Cuando, en este su segundo viaje apostólico, Pablo y Silas abandonaron Filipos, se dirigieron a Tesalónica, donde los judíos tenían su sinagoga. Pablo, siguiendo su costumbre, entró en la sinagoga a lo largo de tres sábados, intentando hacerles comprender que ese Jesús, a quien él anuncia, es el Mesías esperado, y que su pasión estaba ya prevista, y también su resurrección de entre los muertos. Los judíos arremetieron contra los apóstoles y contra Jasón, que los había acogido en su casa. Los hermanos los sacaron de noche, para que se dirigieran a Berea.
En Berea tuvieron buena acogida, y Pablo habló con normalidad en la sinagoga, y recibieron con buen ánimo las palabras de Pablo, escudriñando las Escrituras. Tampoco aquí faltó el revuelo, pues llegaron de Tesalónica los agitadores de algún día antes, y alborotaron a las turbas. Entonces unos hermanos recogieron a Pablo, de suerte que alcanzara el mar, para dirigirse a Atenas, mientras que Silas y Timoteo esperaban allí, hasta que pudieran ir al encuentro de Pablo.

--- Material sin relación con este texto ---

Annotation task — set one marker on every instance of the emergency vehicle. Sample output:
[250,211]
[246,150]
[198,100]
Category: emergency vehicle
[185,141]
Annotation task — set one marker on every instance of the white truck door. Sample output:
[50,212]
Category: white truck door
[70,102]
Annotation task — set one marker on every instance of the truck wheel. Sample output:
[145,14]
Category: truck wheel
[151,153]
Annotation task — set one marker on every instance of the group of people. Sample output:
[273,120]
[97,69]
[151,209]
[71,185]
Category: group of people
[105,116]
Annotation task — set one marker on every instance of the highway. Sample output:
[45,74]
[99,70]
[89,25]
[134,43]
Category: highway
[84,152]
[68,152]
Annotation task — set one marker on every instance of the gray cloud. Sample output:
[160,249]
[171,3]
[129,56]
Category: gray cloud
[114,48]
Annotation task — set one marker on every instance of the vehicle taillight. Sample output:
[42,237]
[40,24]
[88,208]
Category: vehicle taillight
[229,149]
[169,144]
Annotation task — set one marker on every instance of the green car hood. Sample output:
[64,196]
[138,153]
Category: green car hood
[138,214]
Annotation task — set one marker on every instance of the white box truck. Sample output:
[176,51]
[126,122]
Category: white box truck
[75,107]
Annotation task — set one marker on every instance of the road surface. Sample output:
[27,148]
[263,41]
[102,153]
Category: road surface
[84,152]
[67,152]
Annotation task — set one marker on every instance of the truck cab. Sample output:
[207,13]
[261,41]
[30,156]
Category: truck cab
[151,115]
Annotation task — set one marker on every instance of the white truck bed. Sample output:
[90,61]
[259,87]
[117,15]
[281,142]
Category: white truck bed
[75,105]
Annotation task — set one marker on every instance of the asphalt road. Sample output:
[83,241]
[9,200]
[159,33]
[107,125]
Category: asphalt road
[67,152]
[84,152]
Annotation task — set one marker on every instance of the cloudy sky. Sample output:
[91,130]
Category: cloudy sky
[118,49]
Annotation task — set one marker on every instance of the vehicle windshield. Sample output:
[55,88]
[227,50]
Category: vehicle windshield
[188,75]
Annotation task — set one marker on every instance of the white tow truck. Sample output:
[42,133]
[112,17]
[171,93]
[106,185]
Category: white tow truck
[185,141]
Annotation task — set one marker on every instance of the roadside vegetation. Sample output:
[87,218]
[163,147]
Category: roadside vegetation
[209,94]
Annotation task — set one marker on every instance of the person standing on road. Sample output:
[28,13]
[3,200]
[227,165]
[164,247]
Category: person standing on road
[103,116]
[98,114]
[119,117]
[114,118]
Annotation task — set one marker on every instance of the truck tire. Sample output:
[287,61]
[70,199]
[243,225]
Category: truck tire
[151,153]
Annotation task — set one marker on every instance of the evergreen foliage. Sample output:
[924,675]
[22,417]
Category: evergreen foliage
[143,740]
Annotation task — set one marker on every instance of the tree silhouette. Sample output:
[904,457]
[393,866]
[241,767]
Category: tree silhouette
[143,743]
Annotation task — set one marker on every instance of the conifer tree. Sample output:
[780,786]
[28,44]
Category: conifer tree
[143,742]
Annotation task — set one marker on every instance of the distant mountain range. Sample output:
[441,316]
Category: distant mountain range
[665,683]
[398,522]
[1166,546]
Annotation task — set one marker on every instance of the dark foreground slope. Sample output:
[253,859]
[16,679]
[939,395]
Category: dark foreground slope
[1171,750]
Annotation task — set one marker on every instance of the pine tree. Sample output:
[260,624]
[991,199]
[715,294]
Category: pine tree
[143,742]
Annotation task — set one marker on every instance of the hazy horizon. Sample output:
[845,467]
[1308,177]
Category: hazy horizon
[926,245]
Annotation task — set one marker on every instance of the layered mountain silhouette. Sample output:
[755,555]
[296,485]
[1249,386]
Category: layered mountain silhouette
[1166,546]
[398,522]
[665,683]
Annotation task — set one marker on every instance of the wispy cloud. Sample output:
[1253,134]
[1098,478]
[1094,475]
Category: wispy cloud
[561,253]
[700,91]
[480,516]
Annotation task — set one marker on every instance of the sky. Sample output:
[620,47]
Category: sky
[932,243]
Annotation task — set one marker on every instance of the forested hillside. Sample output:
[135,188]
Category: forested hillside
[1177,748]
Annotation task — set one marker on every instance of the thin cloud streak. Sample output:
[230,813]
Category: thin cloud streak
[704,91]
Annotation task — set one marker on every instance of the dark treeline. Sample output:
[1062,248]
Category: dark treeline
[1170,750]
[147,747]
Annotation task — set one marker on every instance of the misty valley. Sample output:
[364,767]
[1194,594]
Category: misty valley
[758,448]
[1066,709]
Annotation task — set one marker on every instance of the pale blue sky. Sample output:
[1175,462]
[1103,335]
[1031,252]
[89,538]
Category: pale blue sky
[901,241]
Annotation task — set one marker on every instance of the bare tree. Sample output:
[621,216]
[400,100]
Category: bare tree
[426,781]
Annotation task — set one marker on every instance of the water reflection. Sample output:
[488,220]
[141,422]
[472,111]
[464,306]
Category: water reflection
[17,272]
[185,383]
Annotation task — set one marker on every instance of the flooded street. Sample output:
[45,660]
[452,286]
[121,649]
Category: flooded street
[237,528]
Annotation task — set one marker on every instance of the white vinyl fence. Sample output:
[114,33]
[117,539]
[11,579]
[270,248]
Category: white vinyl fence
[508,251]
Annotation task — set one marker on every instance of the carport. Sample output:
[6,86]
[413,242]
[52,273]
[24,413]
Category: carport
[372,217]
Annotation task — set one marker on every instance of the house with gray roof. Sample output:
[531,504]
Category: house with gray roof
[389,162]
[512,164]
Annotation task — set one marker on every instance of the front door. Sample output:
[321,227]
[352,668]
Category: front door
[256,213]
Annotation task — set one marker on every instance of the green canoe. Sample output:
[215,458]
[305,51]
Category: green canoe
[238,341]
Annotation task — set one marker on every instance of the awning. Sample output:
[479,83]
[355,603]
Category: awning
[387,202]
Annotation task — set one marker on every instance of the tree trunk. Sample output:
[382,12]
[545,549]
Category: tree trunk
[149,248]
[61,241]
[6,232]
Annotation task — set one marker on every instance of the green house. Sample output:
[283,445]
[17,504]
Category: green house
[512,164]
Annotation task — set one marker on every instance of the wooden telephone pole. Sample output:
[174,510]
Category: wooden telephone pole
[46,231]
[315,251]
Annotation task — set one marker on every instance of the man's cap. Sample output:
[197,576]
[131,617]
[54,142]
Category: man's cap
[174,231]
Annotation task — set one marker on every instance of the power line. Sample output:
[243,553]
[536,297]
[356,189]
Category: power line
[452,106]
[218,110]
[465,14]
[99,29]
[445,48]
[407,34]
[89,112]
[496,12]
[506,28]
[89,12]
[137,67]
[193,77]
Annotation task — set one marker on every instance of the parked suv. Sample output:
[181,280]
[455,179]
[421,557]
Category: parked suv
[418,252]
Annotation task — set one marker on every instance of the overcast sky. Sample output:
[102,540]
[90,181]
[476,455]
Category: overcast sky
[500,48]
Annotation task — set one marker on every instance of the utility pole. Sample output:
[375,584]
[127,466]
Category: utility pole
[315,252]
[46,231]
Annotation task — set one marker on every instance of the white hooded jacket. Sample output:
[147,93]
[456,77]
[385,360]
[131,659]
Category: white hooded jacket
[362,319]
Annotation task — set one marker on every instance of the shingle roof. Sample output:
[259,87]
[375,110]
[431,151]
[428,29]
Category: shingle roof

En Atenas, Pablo se dirige al Areópago. Felicita a los atenienses por ser tan piadosos que tienen incluso un monumento al dios desconocido. Pablo dice que de ese Dios quiere hablarles él. Lo proclama como el creador de todo, que no habita lejos de nosotros, sino que “en Él vivimos, nos movemos y existimos”. Va adelante con su discurso, hasta que dice que Dios resucitó a Cristo de entre los muertos. Entonces desconectaron de lo que pudiera decirles, porque no creían en la resurrección. Sin embargo, algunos creyeron y se asociaron a Pablo.